Could you please, please, please expand the shades of skin color available to Rock Band avatars? While creating a character for your latest version, Rock Band 3, I couldn't help but feel disappointed when I noted the abundance of pale shades in contrast to the ones containing melanin. I had to settle for a burnt sienna shade for my alter ego, but really, it was either that or the color make-up companies often refer to as "sable" that didn't represent what I would consider a Caucasian skin tone.

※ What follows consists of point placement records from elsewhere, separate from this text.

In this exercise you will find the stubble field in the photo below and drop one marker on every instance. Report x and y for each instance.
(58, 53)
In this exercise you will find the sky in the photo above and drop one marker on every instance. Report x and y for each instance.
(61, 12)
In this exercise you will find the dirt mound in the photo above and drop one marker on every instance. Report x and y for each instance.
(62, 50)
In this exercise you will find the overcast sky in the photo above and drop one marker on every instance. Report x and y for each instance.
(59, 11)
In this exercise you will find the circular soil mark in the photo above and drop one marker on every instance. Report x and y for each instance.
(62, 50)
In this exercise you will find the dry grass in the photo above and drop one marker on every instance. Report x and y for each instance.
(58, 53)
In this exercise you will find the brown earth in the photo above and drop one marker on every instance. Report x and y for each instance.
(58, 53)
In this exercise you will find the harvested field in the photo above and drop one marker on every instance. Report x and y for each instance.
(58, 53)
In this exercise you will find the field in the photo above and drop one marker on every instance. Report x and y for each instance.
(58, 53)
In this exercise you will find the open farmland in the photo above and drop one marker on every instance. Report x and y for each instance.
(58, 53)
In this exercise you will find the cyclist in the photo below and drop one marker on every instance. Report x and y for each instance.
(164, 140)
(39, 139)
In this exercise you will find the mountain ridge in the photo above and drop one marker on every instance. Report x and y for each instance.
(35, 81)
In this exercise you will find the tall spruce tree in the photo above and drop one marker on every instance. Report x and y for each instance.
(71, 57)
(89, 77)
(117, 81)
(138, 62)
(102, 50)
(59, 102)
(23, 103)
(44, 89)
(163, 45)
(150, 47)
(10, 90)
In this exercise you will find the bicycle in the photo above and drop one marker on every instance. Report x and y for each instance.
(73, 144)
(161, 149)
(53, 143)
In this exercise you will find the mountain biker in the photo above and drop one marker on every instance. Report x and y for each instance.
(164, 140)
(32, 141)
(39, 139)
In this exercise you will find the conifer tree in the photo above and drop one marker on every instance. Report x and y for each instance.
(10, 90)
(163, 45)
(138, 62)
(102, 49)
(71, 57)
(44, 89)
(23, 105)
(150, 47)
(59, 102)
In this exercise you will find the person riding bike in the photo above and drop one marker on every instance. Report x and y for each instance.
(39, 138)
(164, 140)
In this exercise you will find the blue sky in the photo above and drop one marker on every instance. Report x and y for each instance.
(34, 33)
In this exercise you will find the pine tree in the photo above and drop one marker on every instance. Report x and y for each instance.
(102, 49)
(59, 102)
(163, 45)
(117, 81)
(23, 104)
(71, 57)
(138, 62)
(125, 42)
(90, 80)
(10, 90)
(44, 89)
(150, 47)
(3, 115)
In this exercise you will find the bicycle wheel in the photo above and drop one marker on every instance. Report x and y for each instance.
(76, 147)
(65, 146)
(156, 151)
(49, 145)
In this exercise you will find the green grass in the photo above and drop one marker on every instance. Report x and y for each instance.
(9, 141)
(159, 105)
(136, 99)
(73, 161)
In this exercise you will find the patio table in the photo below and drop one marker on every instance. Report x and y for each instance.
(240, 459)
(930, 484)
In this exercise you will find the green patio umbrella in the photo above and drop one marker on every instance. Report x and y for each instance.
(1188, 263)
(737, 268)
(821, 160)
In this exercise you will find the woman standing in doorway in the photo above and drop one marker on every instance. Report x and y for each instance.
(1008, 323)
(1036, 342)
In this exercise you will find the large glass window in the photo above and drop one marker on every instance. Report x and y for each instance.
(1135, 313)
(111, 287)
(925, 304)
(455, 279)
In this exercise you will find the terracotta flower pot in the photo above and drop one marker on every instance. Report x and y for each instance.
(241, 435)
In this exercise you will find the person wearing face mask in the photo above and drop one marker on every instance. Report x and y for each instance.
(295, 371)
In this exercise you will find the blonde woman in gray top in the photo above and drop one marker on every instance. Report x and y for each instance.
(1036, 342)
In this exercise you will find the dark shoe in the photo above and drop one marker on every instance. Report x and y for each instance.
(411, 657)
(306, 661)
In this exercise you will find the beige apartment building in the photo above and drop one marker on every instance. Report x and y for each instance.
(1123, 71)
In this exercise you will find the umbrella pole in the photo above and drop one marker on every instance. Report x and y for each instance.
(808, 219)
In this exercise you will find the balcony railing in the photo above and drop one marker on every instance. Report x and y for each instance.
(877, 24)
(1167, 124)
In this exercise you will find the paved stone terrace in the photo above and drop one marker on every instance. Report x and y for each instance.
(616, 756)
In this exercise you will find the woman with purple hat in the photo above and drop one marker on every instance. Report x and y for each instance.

I expect more from you when you develop Rock Band 4. When I play the game, I don't want to feel like I'm standing at a Clinique counter trying to decide which of their absurdly pigment-lacking foundations match me best.

Rock Band is a ridiculously fun game. It is in fact the only video game I have ever played more than once. It encourages kids to cultivate an interest in music. I just hope you take kids of all different colors into consideration your next go around. You wouldn't want to potentially discourage any future rock stars to be.